A informação foi veiculada ontem pelos jornais espanhóis "El
Pais", "5 dias" e pela agência de
notícias Efe.
A Folha tentou contatar o ministro, que está na Europa, e a Casa Rosada, sede do governo argentino, para confirmar a informação, mas não obteve resposta
até o fechamento desta edição.
"O governo argentino vai renegociar os contratos com as empresas que administram concessões públicas porque os acordos
vigentes foram assinados em uma
realidade macroeconômica que
mudou muito [nos últimos
anos]", afirmou Bielsa, segundo
relato dos jornais.
O ministro não deu detalhes de
como funcionaria essa renegociação. Como forma de amenizar o
discurso, o chanceler disse ainda
que os investidores espanhóis não
precisam temer uma troca de
controle das concessões. Essa
possibilidade chegou a ser cogitada pelo próprio governo argentino recentemente, que alertou sobre a intenção de reprivatizar alguns serviços, começando pelos
correios, aeroportos e rodovias.
O primeiro alvo seria o Grupo
Macri, que administra os Correios. O governo teria a intenção
de rescindir o contrato e informa
que o grupo não realizou o pagamento semestral de 51,6 milhões
de pesos (cerca de US$ 17 milhões) pela concessão, nem pagou
indenizações de 6 mil empregados que foram afastados.
As privatizações na Argentina
foram realizadas na década de 90,
quando o país vivia a conversibilidade cambial entre peso e dólar.
Esse sistema se manteve por 10
anos (entre 1991 e janeiro de 2002)
e foi criado pelo ex-ministro da
Economia Domingo Cavallo no
governo do ex-presidente Carlos
Menem (1989-1999).
Pulso firme
A fala de Bielsa veio a público
após uma semana em que o presidente argentino, Néstor Kirchner,
travou uma verdadeira batalha
contra alguns setores do empresariado europeu.
Durante sua viagem pela Europa, na semana passada, Kirchner
foi duro. "Há uma grande hipocrisia", disse, lembrando que as
empresas que hoje reclamam dos
prejuízos acumulados na Argentina pós-crise são as mesmas que,
na década passada, remeteram lucros "exagerados" em dólares para suas matrizes no exterior.

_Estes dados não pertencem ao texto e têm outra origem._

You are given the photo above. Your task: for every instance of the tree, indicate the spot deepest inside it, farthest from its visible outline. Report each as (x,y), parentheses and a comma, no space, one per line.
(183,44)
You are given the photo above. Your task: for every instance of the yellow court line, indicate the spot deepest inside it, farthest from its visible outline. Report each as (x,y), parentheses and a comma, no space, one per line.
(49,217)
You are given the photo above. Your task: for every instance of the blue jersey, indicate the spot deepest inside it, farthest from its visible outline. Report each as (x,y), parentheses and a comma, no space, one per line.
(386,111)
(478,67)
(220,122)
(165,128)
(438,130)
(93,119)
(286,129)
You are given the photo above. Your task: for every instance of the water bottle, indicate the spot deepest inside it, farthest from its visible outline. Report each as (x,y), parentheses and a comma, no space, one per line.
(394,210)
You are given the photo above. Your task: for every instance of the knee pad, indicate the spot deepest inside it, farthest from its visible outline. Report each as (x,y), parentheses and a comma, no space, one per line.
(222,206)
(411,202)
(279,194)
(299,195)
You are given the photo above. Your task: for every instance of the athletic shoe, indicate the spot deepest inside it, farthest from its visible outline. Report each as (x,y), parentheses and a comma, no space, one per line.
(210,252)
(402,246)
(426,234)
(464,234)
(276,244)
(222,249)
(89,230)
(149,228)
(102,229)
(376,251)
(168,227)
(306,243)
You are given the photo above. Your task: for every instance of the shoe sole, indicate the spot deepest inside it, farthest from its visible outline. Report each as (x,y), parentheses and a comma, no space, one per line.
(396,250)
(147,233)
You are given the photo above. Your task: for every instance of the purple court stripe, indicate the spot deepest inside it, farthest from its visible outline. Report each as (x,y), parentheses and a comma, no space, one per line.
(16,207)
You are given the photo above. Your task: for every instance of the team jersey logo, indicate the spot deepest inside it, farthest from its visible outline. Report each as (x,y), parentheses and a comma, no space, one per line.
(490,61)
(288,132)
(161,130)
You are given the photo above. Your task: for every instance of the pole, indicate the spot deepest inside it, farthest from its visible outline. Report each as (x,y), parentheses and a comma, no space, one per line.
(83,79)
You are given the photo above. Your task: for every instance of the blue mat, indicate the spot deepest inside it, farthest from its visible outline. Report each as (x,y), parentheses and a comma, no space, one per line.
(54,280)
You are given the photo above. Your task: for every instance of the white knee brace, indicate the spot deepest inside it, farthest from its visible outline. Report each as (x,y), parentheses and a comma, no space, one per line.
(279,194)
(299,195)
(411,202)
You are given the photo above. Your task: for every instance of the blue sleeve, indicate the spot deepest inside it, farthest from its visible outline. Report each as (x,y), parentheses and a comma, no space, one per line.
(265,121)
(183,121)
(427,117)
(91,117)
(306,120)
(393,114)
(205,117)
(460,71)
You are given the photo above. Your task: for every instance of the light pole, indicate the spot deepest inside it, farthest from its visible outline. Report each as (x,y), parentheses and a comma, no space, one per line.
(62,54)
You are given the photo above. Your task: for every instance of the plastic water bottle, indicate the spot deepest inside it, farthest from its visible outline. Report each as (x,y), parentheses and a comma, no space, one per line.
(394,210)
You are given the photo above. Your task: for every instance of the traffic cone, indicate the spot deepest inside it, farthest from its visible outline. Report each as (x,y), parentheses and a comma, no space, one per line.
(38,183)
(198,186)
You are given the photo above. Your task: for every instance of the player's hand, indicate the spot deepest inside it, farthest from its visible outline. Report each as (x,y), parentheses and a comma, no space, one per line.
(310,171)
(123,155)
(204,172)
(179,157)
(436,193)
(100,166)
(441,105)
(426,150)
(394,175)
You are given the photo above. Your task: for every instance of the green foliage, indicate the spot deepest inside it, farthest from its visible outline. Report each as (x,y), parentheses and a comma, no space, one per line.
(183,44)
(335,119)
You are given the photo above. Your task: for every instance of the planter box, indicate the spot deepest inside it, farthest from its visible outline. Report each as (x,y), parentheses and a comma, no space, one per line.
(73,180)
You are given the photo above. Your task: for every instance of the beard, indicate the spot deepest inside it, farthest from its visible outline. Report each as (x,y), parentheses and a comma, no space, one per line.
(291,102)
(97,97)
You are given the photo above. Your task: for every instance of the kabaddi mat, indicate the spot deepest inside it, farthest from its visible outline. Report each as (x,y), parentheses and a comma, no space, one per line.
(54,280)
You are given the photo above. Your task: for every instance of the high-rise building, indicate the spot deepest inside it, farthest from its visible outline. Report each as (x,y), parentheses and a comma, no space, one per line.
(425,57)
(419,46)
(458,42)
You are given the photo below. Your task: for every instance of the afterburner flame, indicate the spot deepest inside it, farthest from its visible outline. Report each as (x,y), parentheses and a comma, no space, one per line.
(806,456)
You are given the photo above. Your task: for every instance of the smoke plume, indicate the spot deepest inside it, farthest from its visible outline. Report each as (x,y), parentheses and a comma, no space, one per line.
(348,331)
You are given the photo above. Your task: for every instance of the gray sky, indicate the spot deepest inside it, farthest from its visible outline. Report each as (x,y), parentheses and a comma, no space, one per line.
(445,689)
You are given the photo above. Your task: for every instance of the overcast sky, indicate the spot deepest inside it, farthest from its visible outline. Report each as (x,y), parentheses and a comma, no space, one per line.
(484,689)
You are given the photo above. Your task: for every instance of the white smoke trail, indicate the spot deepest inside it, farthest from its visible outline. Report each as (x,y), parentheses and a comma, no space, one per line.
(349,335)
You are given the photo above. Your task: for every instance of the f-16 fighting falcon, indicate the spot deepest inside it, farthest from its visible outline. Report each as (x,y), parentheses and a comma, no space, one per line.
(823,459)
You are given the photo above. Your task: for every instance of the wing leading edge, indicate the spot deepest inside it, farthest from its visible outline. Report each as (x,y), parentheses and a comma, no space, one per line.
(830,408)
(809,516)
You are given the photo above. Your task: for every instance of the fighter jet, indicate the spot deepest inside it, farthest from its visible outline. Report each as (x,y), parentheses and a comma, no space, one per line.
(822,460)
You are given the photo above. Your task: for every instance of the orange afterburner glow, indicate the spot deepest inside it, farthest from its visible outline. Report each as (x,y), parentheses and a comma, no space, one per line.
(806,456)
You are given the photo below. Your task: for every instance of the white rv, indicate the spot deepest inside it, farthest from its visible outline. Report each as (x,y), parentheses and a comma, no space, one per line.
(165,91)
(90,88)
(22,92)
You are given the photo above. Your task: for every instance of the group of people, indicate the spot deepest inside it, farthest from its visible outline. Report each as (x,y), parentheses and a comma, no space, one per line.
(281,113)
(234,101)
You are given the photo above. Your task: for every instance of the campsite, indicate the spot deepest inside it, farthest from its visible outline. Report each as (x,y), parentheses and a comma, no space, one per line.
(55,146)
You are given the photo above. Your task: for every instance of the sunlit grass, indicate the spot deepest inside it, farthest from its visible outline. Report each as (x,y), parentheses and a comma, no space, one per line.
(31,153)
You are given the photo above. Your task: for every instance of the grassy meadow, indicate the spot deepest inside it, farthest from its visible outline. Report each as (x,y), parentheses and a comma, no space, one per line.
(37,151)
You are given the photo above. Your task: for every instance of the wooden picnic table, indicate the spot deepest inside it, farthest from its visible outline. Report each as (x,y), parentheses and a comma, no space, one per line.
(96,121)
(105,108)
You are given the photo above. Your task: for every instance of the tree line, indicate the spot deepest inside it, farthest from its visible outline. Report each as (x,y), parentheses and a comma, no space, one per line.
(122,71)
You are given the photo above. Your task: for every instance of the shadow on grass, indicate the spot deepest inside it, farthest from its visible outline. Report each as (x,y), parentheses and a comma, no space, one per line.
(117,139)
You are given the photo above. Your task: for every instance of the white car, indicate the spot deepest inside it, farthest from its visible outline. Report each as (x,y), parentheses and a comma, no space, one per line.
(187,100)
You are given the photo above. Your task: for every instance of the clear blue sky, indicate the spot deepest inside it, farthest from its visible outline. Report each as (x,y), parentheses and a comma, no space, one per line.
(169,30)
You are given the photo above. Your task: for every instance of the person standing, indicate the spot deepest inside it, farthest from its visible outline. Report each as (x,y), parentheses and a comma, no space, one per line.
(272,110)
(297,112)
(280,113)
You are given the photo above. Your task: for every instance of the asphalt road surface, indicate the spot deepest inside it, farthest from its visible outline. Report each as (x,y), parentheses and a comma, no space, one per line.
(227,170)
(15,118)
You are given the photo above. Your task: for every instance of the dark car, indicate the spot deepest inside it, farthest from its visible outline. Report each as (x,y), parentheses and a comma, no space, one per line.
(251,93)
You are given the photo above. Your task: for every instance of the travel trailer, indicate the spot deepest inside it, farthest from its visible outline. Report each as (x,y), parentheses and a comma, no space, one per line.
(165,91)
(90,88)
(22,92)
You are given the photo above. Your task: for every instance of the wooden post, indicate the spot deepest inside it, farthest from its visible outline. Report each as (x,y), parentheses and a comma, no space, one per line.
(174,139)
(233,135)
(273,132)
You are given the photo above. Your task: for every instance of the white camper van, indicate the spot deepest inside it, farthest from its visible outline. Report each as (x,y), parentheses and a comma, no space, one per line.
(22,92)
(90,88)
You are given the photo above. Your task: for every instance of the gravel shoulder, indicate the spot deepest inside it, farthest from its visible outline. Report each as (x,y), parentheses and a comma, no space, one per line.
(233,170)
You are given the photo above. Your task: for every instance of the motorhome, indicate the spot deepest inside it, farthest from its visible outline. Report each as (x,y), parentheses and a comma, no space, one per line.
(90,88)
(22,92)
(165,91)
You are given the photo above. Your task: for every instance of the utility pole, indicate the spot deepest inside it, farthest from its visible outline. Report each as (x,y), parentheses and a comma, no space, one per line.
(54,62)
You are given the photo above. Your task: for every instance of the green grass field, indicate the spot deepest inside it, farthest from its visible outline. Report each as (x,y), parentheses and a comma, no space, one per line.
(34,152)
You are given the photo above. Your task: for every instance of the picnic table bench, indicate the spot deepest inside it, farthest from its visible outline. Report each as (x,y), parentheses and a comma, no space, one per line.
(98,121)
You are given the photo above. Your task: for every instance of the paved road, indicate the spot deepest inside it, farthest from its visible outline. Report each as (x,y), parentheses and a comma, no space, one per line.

Toda a polêmica gira em torno
da pressão que as empresas estão
fazendo para que o governo autorize um reajuste das tarifas dos
serviços públicos, congeladas desde janeiro de 2002, quando acabou a paridade entre peso e dólar.
Na época, o governo temia que a
forte desvalorização cambial provocasse uma hiperinflação e optou pelo congelamento.
Discussão
As empresas alegam que suas
dívidas -em grande parte contraídas em dólares- dobraram
de tamanho após a depreciação.
Algumas amargaram prejuízos
nos últimos anos e afirmam que
sem o reajuste ficará inviável fazer
novos investimentos no país.
O governo rebate e diz que as
companhias não cumpriram as
metas de investimento e qualidade dos serviços conforme previam os contratos. Por isso, o governo fechou um acordo com a
Flacso (Faculdade Latino-americana de Ciências Sociais) para
analisar cada um dos 61 contratos
de concessão. Um recente estudo
da instituição mostrou que as empresas tiveram privilégios na privatização. Tinham uma margem
de rentabilidade 14 vezes superior
às empresas argentina que não
participaram do processo e de
duas a quatro vezes maior que
suas matrizes no exterior.
FMI
A revisão das tarifas também faz
parte das exigências do FMI (Fundo Monetário Internacional) para
conceder um novo financiamento
ao país. A Argentina já começou a
negociar o acordo, que deve ter
prazo de três anos, e espera fechá-lo antes do dia 9 de setembro,
quando vence uma parcela de
US$ 3 bilhões de um dívida com o
Fundo. O acordo é fundamental
para que o país recupere a credibilidade e consiga reestruturar a
sua dívida em moratória, avaliada
em mais de US$ 70 bilhões.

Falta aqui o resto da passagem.